When I started my career in banking the universe was very different. Travelling back in time it looks like a different planet altogether. ‘Logan’s Run’ created waves as did ‘The close encounter of the third kind’; Ray Bradbury’s stories transposed one to
a different time and space. Customers walked into branches and the relationship managers cemented the building blocks of relationship. I was in charge of foreign exchange desk. I could reel off the exchange rates for top 5 currencies. In my little book I maintained
neatly the ‘analytics’ of each customer, their forex deposits maturity dates and without fail sent out reminders of deposit renewals. I edited, contributed and published a newsletter every month and religiously mailed it to all my customers. I knew Mr. John
Mathew as I did Mrs. Shirley Thomson (without the ‘P’). If I did this now, I will not survive for a second as a banker for one reason alone; I know only one aspect of my customers that is historical and it can be less than 10% of their persona. This is catastrophic.
Technology has helped banks to make a big leap. The survival of the ubiquitous branch is now under debate. Internet has distanced the customers from banks. The customers have a new segmentation – the millennials.

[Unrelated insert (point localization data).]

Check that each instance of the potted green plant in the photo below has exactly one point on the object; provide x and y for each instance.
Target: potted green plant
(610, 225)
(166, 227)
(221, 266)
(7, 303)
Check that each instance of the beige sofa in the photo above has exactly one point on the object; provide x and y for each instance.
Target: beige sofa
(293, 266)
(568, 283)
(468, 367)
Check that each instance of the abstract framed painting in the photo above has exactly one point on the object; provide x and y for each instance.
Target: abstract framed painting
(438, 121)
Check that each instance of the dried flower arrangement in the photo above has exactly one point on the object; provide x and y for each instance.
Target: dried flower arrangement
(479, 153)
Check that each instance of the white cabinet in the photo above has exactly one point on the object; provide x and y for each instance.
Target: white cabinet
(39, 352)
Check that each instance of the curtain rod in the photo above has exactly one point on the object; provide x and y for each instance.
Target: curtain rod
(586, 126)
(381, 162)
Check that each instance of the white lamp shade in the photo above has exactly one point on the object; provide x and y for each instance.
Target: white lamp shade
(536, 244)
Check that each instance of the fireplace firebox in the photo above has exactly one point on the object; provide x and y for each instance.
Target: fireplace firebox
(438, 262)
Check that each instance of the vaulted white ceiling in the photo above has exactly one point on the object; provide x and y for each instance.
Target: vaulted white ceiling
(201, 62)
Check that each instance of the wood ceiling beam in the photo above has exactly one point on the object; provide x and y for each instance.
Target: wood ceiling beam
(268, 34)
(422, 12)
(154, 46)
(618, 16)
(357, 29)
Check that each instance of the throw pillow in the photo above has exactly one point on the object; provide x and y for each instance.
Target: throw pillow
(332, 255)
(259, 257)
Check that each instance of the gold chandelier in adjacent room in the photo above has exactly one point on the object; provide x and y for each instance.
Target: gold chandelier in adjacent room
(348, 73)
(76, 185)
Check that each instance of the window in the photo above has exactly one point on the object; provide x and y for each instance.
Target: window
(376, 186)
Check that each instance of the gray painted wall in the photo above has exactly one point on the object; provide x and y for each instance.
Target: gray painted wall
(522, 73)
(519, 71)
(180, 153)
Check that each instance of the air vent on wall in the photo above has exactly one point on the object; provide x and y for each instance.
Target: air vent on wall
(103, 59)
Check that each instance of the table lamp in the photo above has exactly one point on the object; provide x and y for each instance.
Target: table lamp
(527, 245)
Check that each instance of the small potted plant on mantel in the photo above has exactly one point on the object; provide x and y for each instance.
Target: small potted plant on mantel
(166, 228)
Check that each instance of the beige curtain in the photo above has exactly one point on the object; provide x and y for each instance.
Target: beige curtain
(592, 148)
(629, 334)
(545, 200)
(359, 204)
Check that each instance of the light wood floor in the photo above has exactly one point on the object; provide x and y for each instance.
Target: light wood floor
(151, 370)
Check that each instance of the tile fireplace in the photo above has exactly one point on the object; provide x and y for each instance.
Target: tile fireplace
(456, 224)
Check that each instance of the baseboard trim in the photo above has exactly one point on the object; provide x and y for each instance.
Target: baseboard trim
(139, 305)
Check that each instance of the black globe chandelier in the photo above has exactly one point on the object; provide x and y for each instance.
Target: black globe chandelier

This technology savvy group is faceless,
highly interactive on social media, melt away as fast as they appear. The banks are now facing the biggest challenge to understand these ‘shadow’ customers. The only way left it seems is to follow the digital footprint and anticipate the next move. The two
new kids in the block; Analytics and Digital banking apparently are a solution for selling products. In my view, it is only a partial solution to the problem.
The digital engagement is not only selling the products through brute force marketing but creating a persona that can befriend these screenagers. A bank has to go beyond selling products much as they need to satisfy a financial need. The ‘moment of truth’
for satisfying this need is transitory. A real time tracking may show a millennial in a line to buy a new apple product. The bank has to think on its feet and suggest a loan product to satisfy the need or offer a discount if the purchase is made from the
banks branded credit or debit card or much better if it can do both. If this is packaged collaboratively with apple brand, it is game, set and match. A successful strategy.
The only way to cultivate trust with a millennial is to engage on social media. Understanding the media is more important than the message itself (recall Marshall McLuhan). When a bank can detect a school dropout scenario, a bank has to take a decision;
ask its tech innovation-financing group to reach out to discuss a project. This will be possible if a bank has a 360-degree view of the digital footprint of the customer. The definition of 360 degree is not limited to relationship with the bank; it is more
expansive. For a change, a bank has to determine what its lifetime value is for a customer not vice versa. This is thinking different.
My bank keeps bombarding me digitally with messages that force me to reconsider my relationship. In effect, the bank is driving me away by digital engagement that has badly misfired. The bank should know I do not need an insurance on my credit card balance
when I repay more than what the bill is by making frequent payments in a billing cycle.
To engage digitally a bank needs to have a strong strategy on digital engagement founded on analytics. Analytics not within the narrow confines of itself. A persona based behaviour scenarios designed using the insight from holistic analytics will go a long
way in defining the strategy. The digital footprint is not only from interactions with the bank, but from all around the digital space. If banks fails to do this, the discussion will not be on ‘if branches can survive’ but on ‘can we survive as a bank’; a
discussion many bankers may not prefer.